BEIRUT — Syrian government forces seized a town from rebels near the Lebanese border on Saturday, their latest attempt to cut off opposition fighters’ fluid supply lines, state media and activists said.
Fighting lasted weeks around Zara, which rebels used as a base to attack pro-regime communities in the area, said Rami Abdurrahman of the Britain-based Syrian Observatory for Human Rights. His group obtains its information from a network of activists on the ground.
Another activist who identified himself as Samy al-Homsi said the town was one of two last strongholds for rebels along the Lebanese border leading to the city of Homs, the other being the nearby village of al-Hosn.
“Without al-Hosn and Zara, it will be the end of the revolution to the west of Homs,” al-Homsi said. “It’s the only two areas left to the rebels there.”
In previous fighting in the area, Syrian forces loyal to President Bashar Assad fired well into Lebanon, apparently to push back rebels trying to sneak across on well-trodden smuggling routes.
Abdurrahman and the Lebanon-based al-Mayadeen channel said Syrian forces were now advancing into the nearby area of Hasarijiyeh.
Government troops have struggled to stem the flow of arms and fighters entering from Syria’s smaller neighbor. In the town of Yabroud — another rebel logistics hub near the capital — activists say its forces have been pummeling rebels for weeks with crude barrel bombs dropped by aircraft.

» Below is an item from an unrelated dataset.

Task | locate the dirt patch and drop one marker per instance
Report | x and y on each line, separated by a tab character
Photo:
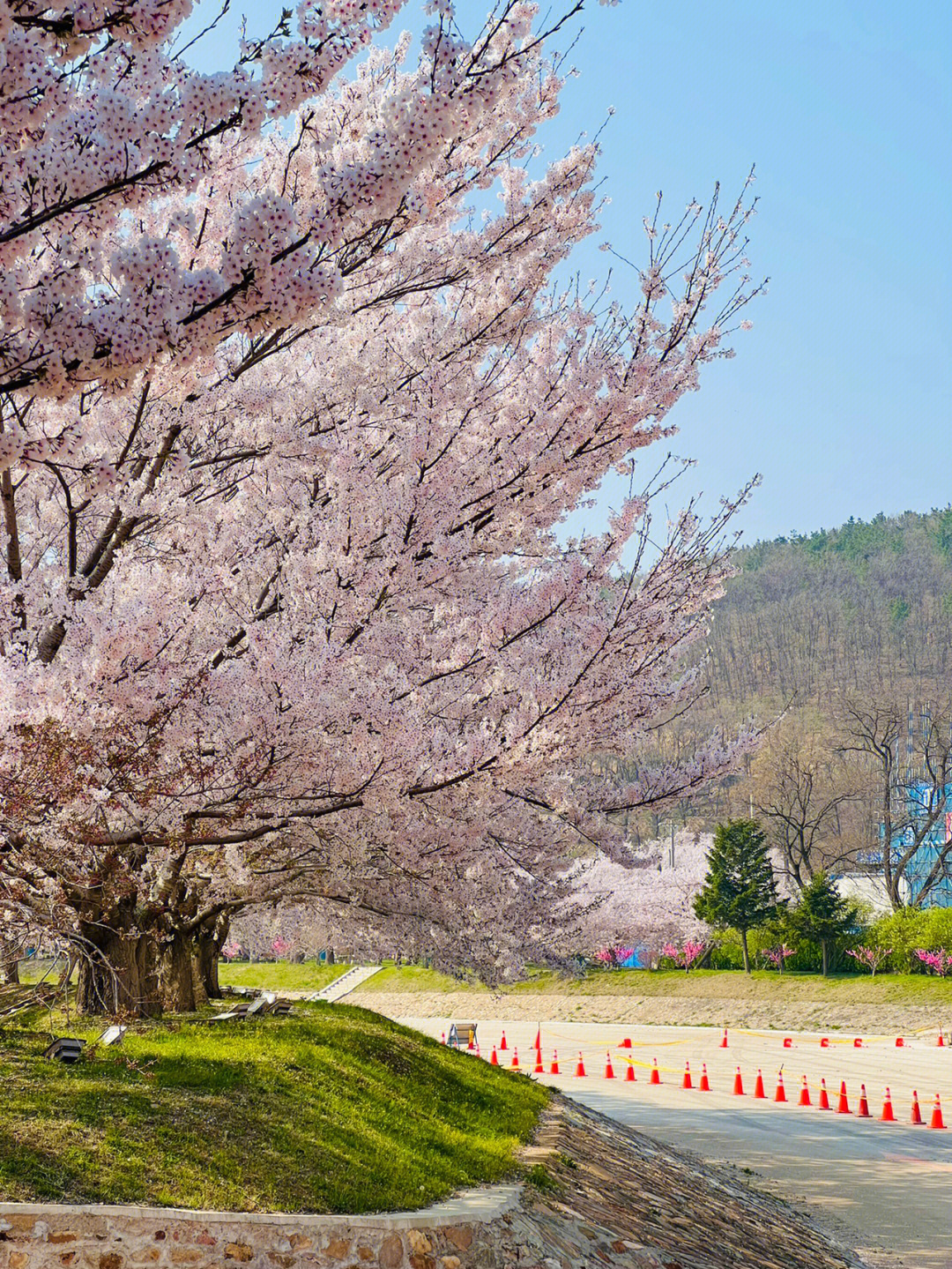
662	1011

Death tolls from the reported strikes vary widely, as has often been the case during the three-year-long conflict. The Observatory said 16 civilians and 14 fighters died strikes on Friday, while an activist, who uses the name Amer, said in a Skype interview that four civilians were killed. Hundreds of civilians have died from the powerful but inaccurate weapons.
Meanwhile, Syria’s main Western-backed coalition confirmed Saturday that it has chosen a new army chief following an embarrassing episode in which their former leader refused to step down.
The statement insisted that despite some “confusion,” Brig. Gen. Abdul-Ilah al-Bashir would assume leadership of the coalition’s military council.
The body originally issued the announcement appointing al-Bashir on Feb. 17. But two days later, Maj. Gen. Salim Idris rejected his dismissal. Then Idris, along with more than a dozen senior insurgent commanders, severed ties with the political opposition-in-exile, further fragmenting the notoriously divided rebel movement.
Idris was ousted by colleagues who blamed him for the waning influence of the coalition-backed Free Syrian Army, as Islamic-orientated brigades grew in power.